Paper Reading AI Learner

Generalizing Multi-Step Inverse Models for Representation Learning to Finite-Memory POMDPs

2024-04-22 19:46:16
Lili Wu, Ben Evans, Riashat Islam, Raihan Seraj, Yonathan Efroni, Alex Lamb


Discovering an informative, or agent-centric, state representation that encodes only the relevant information while discarding the irrelevant is a key challenge towards scaling reinforcement learning algorithms and efficiently applying them to downstream tasks. Prior works studied this problem in high-dimensional Markovian environments, when the current observation may be a complex object but is sufficient to decode the informative state. In this work, we consider the problem of discovering the agent-centric state in the more challenging high-dimensional non-Markovian setting, when the state can be decoded from a sequence of past observations. We establish that generalized inverse models can be adapted for learning agent-centric state representation for this task. Our results include asymptotic theory in the deterministic dynamics setting as well as counter-examples for alternative intuitive algorithms. We complement these findings with a thorough empirical study on the agent-centric state discovery abilities of the different alternatives we put forward.

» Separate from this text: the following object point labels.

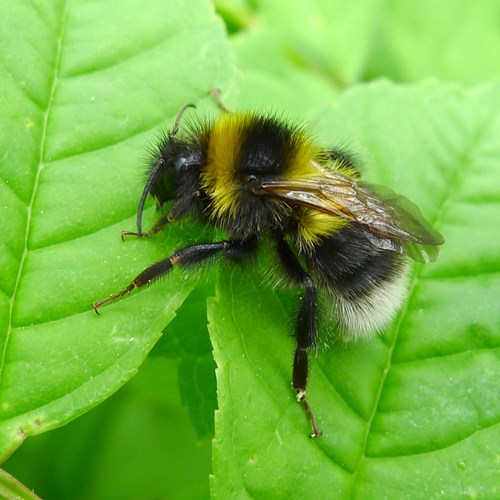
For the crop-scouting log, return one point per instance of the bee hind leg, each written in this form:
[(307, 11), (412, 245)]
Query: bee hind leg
[(305, 329)]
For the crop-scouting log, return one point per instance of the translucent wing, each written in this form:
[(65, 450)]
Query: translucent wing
[(392, 221)]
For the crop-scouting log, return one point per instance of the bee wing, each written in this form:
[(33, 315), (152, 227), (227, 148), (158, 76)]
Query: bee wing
[(392, 221)]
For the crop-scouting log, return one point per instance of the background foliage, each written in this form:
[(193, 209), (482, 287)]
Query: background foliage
[(85, 87)]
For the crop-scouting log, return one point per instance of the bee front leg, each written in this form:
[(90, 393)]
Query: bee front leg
[(305, 330), (157, 226)]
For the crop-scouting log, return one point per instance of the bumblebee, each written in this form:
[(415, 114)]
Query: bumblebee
[(258, 177)]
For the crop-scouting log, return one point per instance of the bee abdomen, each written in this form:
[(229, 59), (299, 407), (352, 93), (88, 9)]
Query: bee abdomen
[(365, 285)]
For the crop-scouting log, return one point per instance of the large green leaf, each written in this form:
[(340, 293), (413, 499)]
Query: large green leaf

Particularly notable is our analysis of past actions, where we show that these can be a double-edged sword: making the algorithms more successful when used correctly and causing dramatic failure when used incorrectly.

Abstract (translated)

发现一个 informative、或以 agent-为中心的状态表示,仅编码相关信息而丢弃无关信息,是扩展强化学习算法并将其应用于下游任务的关键挑战。先前的研究在高度维度的马尔可夫环境中研究了这个问题,当时当前观察可能是一个复杂的对象,但足够解密相关信息的状态。在本文中,我们考虑在更高维度的非马尔可夫设置中发现代理中心状态的问题,当时状态可以从过去的观察序列中编码。我们证明了扩展倒模模型可以用于学习这种任务的代理中心状态表示。我们的结果包括确定性动态系统设置下的渐进理论以及关于替代直觉算法的反例。我们通过对这些替代算法的实验研究来补充这些发现。特别是值得注意的是我们对过去动作的分析,我们表明这些动作可以是双刃剑:正确使用时使算法更加成功,而错误使用时会导致戏剧性的失败。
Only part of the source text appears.